Quando un fiore mostra i suoi petali e ci lascia affascinati, o una siepe di gelsomino diventa un muro bianco e cambia il profumo di un intero isolato, è quello il momento in cui cambia tutto. È una festa per chi ha la fortuna di incontrare quella primavera, ed è una festa per il fiore e la siepe stessa: una nuova stagione è iniziata, e si guarda avanti e si riesce ad ispirare chi guarda.
Quando si apre una bottiglia di prosecco chiamando un applauso, quando si chiede il silenzio alla tavola tintinnando la forchetta sul bicchiere, quando si toglie finalmente il tappo da un vintage importante lasciato da parte apposta per quella occasione; in quel gesto si recupera un’attenzione, si chiede e offre supporto, si lanciano sorrisi e consolida il senso di essere assieme, con gli amici, la famiglia o magari i colleghi o semplicemente chi passa di lì.

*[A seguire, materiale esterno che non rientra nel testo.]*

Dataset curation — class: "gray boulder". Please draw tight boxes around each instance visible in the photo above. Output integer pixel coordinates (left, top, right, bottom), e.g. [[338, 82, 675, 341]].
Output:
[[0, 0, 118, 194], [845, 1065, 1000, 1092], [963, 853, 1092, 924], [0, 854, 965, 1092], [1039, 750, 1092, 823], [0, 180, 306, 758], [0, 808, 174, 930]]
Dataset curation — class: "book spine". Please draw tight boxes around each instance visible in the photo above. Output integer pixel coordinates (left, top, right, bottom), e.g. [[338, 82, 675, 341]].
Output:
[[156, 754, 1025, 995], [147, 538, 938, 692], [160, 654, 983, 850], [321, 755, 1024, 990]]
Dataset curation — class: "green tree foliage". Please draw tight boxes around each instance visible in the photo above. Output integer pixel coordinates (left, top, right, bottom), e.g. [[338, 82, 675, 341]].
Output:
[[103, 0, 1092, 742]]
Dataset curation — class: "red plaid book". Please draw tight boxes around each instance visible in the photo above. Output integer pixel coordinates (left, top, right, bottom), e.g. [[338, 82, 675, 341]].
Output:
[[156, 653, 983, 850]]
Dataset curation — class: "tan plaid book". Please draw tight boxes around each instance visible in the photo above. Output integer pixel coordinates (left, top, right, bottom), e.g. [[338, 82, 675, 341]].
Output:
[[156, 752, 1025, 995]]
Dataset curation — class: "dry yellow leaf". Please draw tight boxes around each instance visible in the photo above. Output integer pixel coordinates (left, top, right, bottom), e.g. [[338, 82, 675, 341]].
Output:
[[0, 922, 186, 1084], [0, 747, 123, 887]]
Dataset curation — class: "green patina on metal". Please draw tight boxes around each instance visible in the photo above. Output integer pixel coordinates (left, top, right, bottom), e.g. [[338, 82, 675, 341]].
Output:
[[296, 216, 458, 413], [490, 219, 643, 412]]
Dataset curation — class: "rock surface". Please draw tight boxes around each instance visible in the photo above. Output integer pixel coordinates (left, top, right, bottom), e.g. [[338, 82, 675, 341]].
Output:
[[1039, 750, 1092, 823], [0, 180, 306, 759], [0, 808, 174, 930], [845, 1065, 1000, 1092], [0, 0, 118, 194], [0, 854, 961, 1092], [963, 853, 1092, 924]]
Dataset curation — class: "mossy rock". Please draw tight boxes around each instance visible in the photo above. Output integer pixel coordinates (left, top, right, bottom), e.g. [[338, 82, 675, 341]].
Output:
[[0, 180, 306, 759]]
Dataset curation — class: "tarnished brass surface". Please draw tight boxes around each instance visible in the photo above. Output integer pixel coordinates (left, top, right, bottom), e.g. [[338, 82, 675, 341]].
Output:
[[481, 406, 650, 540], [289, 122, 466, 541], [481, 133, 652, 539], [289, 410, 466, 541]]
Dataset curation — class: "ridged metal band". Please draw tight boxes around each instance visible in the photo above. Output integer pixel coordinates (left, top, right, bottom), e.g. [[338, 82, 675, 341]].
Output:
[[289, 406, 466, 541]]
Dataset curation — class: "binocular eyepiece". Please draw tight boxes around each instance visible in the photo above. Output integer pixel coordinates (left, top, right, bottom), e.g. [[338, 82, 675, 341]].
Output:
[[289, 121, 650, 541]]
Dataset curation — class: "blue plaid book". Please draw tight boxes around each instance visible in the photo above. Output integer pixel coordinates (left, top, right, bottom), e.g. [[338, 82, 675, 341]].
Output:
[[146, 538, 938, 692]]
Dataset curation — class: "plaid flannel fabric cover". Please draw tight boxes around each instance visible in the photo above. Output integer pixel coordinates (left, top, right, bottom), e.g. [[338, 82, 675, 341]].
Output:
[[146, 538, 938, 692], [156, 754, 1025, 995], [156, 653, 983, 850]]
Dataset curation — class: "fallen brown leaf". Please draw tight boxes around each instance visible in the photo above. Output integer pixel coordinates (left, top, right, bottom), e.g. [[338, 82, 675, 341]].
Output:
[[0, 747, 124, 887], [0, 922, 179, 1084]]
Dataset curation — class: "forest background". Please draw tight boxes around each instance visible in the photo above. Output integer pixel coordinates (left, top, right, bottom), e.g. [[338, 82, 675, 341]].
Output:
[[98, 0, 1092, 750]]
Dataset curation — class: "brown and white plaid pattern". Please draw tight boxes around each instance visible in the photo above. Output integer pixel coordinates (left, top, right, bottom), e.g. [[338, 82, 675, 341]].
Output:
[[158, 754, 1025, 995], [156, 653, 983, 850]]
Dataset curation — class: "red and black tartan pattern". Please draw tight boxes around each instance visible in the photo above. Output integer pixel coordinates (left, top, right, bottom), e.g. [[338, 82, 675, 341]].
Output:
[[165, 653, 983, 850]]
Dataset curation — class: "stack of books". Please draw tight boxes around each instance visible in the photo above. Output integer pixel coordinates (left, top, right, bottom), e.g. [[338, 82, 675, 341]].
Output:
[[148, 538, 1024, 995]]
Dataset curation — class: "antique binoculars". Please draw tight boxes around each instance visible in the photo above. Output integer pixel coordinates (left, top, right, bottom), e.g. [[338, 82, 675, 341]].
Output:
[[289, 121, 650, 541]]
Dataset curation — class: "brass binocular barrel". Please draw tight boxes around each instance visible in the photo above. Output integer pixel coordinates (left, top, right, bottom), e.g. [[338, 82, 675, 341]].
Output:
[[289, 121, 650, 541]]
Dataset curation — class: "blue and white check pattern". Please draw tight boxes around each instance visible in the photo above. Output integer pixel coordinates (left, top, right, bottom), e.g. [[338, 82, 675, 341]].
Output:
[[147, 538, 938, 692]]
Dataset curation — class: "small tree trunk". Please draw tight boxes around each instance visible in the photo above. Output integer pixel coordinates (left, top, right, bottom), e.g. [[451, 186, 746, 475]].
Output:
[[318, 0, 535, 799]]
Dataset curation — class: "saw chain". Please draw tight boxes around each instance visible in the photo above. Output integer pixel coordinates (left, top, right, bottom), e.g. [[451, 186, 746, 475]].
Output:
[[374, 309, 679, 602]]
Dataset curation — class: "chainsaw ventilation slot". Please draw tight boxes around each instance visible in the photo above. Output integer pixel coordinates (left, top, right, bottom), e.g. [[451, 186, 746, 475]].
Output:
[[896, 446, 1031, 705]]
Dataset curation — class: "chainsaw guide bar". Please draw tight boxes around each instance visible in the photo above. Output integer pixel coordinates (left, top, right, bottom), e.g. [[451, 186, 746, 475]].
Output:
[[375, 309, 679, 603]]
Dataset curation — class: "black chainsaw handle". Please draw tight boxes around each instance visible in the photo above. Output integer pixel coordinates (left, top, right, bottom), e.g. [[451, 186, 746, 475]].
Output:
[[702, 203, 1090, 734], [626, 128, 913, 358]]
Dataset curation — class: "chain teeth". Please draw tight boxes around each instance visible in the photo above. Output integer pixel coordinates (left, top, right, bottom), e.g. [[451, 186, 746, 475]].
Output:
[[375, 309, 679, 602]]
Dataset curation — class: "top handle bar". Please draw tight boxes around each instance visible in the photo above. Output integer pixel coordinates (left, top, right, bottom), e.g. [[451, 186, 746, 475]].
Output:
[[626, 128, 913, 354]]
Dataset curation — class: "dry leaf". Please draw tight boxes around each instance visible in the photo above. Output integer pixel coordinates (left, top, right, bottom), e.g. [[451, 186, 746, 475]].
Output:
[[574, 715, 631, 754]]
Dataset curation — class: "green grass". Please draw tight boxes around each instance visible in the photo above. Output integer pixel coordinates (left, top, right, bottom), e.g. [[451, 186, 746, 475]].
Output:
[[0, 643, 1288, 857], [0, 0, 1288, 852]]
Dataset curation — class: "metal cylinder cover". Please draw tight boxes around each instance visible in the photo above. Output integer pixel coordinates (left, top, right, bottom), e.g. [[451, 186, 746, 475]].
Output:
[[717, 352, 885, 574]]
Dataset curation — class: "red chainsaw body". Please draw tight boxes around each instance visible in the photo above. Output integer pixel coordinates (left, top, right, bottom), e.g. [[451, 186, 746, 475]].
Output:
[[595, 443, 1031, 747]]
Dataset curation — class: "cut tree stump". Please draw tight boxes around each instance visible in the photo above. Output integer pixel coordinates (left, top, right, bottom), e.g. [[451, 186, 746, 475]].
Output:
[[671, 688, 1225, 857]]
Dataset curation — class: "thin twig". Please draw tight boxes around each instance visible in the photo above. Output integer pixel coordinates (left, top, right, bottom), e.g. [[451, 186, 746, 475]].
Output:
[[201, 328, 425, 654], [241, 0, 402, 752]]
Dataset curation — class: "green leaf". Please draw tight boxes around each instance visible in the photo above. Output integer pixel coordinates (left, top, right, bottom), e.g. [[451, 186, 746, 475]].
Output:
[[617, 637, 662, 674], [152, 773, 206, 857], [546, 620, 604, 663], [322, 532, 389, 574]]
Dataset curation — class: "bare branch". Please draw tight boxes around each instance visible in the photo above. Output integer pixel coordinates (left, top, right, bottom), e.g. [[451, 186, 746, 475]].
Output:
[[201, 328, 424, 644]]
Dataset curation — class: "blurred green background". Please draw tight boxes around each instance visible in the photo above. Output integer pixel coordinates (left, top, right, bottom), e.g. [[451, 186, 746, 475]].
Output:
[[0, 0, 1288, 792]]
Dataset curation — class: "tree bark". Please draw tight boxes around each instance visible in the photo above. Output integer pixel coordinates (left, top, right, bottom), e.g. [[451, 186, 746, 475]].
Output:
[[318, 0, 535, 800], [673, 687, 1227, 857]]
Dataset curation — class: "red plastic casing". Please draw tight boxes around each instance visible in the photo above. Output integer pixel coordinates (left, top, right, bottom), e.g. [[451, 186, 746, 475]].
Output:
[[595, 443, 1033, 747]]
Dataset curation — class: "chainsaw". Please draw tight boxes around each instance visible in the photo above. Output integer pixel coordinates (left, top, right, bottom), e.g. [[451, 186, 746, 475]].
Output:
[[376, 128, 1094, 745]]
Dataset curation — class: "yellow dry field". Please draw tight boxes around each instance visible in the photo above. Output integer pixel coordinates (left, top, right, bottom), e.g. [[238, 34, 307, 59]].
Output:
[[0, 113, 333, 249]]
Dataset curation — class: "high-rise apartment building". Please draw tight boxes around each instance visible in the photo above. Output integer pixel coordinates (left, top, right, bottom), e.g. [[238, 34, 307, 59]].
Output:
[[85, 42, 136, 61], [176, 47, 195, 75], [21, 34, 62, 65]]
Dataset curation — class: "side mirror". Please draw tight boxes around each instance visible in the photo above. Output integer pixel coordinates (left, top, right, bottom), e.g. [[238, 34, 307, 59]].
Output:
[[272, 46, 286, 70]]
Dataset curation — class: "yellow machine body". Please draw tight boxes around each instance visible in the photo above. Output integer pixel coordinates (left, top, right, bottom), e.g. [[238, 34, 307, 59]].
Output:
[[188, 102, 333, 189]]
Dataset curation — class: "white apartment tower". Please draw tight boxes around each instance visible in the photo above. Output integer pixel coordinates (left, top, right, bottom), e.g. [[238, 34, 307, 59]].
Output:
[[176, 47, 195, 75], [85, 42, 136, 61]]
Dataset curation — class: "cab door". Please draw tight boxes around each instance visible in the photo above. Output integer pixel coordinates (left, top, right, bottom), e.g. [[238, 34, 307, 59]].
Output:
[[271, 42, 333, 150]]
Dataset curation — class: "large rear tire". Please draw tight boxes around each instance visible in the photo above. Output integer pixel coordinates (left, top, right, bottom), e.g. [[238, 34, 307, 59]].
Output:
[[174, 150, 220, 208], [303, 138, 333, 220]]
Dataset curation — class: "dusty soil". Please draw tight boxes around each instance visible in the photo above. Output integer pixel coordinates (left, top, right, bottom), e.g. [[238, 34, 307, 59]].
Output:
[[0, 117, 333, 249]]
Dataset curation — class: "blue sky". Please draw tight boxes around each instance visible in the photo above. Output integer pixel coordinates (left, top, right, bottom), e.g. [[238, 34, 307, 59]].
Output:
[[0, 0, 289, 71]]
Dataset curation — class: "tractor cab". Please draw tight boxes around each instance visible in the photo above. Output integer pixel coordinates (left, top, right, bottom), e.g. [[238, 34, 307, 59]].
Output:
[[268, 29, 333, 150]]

E mi pare interessante, anche se forse del tutto casuale, che l’italiano usi lo stesso verbo per la celebrazione di nuove stagioni delle piante e degli umani. E mi piace pensare che esistano momenti in cui le persone possano essere fiori, e sbocciare.
Inutile nascondervelo, alla fine di queste poche righe.
Roberta ed io abbiamo fatto 40 anni da pochissimo, e questo verbo sbocciare, assieme alle riflessioni che lo accompagnano, sono dedicati prima di tutto a noi e a nostra figlia Iole.
Poi ci siete anche voi, miei affezionati lettori-fiore.